Ask the Therapist
Dysthymia and Ptsd
I am a middle-aged woman diagnosed within the last five years with dysthymia and post traumatic stress disorder resultant from severe childhood sexual, physical and emotional abuse. A major depressive episode that lasted (during therapy) for something on the order of 9 months, combined with symptoms of PTSD, initially brought me to seek therapy. At the time, I'd left a 6-year relationship with someone who was likely borderline ( she would not seek therapy), and in the therapeutic process, it has been, to say the least, interesting to realize that my stepmother was likely borderline, if not much more, as well. (Also not diagnosed for the same reason).
I'm writing because I am sometimes frightened by the similarities of symptoms within my diagnoses with the those of the borderline disorder: i.e., black and white thinking, low self esteem that translates into feelings of unworthiness, hopelessness and powerlessness, sadness that is often a cover-up for anger (and the other way around), greater than/less than polarities concerning my view of self, etc.
I learned about the borderline disorder when I accidentally found it on a website while seeking information on depression and suicidal ideation for myself (as a young woman, suicide attempts numbered 4 or 5 within a span of a few years--also promiscuity, likely related to a complete lack of boundaries, was common at this time) because at 41, this was the first time in my adult life that I felt suicidal on a day-to-day basis over what was an excruciatingly long period of time. The BPD symptoms spoke clearly to me of my ex's behavior (particularly the rage and dysphoria) during the six years we lived together, which at the time was a relief, until I realized I played a part in that relationship too.

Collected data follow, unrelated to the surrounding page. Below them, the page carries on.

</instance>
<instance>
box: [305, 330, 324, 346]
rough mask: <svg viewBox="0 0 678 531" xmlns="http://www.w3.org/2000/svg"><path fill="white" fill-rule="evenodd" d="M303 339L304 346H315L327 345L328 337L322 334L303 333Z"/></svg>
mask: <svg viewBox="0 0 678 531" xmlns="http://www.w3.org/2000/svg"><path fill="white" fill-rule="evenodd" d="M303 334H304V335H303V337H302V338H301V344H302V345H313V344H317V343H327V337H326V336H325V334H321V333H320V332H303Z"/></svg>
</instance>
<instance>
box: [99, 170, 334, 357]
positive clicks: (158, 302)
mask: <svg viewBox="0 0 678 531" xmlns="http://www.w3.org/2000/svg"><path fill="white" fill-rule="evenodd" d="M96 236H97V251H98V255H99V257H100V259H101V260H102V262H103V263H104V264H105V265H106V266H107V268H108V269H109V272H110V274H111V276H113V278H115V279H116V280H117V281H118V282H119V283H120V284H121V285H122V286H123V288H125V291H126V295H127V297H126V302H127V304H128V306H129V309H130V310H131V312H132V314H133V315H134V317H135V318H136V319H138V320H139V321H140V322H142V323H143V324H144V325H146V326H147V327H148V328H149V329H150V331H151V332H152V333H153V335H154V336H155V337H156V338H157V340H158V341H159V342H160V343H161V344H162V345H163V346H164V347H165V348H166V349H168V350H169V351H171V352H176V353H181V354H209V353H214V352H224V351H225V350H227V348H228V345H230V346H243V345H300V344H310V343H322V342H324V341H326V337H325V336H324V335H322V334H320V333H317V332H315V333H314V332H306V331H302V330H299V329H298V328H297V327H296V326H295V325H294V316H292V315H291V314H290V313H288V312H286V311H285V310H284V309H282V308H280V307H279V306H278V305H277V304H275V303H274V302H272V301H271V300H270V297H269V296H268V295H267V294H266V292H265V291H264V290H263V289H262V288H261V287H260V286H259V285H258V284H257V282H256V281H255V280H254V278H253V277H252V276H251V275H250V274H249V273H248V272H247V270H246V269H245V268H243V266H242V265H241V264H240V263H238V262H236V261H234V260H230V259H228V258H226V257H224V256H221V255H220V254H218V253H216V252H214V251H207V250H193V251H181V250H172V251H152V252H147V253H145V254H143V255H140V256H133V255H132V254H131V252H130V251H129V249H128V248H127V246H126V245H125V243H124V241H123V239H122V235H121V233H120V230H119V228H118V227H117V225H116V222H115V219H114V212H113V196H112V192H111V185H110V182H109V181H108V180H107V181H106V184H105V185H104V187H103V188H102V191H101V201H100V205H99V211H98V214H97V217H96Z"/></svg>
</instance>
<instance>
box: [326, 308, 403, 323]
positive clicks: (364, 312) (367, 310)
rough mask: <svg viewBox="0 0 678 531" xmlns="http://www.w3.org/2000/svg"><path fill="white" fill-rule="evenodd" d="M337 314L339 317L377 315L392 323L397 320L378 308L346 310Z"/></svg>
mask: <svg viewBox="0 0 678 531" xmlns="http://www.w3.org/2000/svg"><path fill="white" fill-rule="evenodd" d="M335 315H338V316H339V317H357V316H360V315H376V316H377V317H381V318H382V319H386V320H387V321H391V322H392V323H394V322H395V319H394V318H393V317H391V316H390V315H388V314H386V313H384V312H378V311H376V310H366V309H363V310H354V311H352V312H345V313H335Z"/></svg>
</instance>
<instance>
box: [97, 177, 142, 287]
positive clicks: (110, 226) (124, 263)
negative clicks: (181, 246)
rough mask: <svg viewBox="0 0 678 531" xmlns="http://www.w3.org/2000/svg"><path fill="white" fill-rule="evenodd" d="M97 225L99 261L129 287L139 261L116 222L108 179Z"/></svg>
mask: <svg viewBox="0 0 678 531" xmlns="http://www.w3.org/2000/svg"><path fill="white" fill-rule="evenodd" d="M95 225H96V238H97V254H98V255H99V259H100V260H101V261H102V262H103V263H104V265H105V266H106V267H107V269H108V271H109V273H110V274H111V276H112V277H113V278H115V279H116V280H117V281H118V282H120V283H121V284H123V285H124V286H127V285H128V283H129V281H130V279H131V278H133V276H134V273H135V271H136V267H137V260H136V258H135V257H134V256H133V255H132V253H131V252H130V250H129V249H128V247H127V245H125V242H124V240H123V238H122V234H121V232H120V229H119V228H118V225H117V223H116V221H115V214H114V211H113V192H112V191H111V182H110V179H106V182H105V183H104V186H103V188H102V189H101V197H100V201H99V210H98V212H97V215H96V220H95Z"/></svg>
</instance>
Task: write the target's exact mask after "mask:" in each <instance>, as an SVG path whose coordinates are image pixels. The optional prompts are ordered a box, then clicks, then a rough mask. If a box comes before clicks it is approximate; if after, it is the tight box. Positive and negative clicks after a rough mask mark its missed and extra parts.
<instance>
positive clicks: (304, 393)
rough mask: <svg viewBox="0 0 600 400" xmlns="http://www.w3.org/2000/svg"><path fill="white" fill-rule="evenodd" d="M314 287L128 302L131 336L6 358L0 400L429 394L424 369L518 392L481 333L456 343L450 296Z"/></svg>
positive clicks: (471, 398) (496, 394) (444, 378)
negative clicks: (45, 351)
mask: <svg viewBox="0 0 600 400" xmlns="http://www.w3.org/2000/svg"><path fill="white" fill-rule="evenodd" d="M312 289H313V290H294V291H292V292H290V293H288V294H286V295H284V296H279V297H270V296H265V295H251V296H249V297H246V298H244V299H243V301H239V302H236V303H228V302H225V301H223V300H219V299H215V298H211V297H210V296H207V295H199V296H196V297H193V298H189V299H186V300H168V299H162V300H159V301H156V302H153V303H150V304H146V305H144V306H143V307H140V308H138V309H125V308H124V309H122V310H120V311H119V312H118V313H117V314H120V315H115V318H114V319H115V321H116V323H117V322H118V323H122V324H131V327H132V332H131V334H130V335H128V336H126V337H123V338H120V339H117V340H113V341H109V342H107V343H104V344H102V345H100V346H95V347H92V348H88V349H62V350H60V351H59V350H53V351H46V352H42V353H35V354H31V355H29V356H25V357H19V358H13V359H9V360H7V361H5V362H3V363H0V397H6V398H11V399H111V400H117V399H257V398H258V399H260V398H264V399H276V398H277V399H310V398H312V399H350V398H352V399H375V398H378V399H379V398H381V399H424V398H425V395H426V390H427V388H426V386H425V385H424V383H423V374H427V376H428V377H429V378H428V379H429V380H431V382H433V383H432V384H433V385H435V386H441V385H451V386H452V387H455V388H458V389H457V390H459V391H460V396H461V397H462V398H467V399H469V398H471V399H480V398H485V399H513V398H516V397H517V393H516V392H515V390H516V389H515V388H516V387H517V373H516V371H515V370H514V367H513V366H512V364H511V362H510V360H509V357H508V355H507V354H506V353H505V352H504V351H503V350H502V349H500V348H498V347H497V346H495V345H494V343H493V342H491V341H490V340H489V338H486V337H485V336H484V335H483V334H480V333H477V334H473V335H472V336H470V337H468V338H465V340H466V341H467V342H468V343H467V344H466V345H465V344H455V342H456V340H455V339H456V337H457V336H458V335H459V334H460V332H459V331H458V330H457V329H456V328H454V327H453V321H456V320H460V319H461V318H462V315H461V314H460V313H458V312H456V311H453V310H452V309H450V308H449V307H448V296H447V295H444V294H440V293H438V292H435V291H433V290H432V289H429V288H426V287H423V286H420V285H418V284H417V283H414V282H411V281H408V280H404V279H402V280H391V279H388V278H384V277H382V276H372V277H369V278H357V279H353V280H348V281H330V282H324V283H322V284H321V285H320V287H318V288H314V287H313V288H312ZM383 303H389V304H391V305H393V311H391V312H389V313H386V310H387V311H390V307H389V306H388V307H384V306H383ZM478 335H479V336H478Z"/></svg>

At that point, I guess you could say, therapy really began, diagnoses were made, I engaged in talk and cognitive therapy, began to take St. John's Wort and eventually began a practice of
mindfulness meditation that has done wonders to reveal who I really am, or think I really am, in terms of thought processes and emotional life. I'm going on here, (sorry) but the question is about how closely these disorders may relate, meaning the the dysthymic/ptsd combination and that of the BPD.
At one time, I was afraid that I had the BPD and that my therapist was just not telling me so because of the stigma attached to it, and because of my reaction to it in terms of my stepmother and my ex. Sometimes I remember the behaviors of those who did suffer with this and can relate them to actions and behaviors of my own, with the exception of the rage and dysphoric
episodes, and become frightened again, and I think it's because I know that so much harm is caused by this disorder. But then again, I guess harm can be caused by any disorder of which the owner is not aware.
I wonder what you can tell me about dysthmia/ptsd and the overlap that appears to exist between these and BPD. I think I'm secretly wondering if it is possible for someone to have BPD in
earlier years that can eventually shift into something like what I now have? Dysthymia is hard to find good information on, but perhaps you may know something about it that can help me understand this. Is it just possible that a variety of symptoms are present in many or even all disorders to varying degrees, and that those of us with these conditions have a lot more in common than may be realized? At any rate, I am happy to have found great relief in the therapies mentioned above--although I still struggle with issues, nothing any longer
approaches the magnitude of a life/death situation.
It is very common for suffers of PTSD with the antecedents you describe to manifest symptoms very similar to BPD; sometimes to the point of looking like a full-blown disorder. The central issue in this is safety. PTSDs never feel safe, BPDs are in constant fear of abandonment. The psychic mechanisms for responding to both of those states of mind are very similar and, as a result, the behaviors they elicit are often similar, as well. Humans are as simple as they complex.
Am I saying that you do or do not suffer from a coincident instance of both disorders? No, because I can't make that kind of a determination in this forum. What I am saying is that BPD is a psycho-social disorder, not organic...you don't have it, it develops through experience. Could you have developed BPD features before being diagnosed with PTSD - yes. Did the BPD come out of nowhere and then change into the dysthymia/PTSD...nope. Trauma/experience first, PTSD 2nd, BPD consequent. And the dysthymia is a feature of both, not a separate state of mind. It's driven by the level of self-esteem, feelings of worthlessness and sense of isolation underlying all of how you are feeling.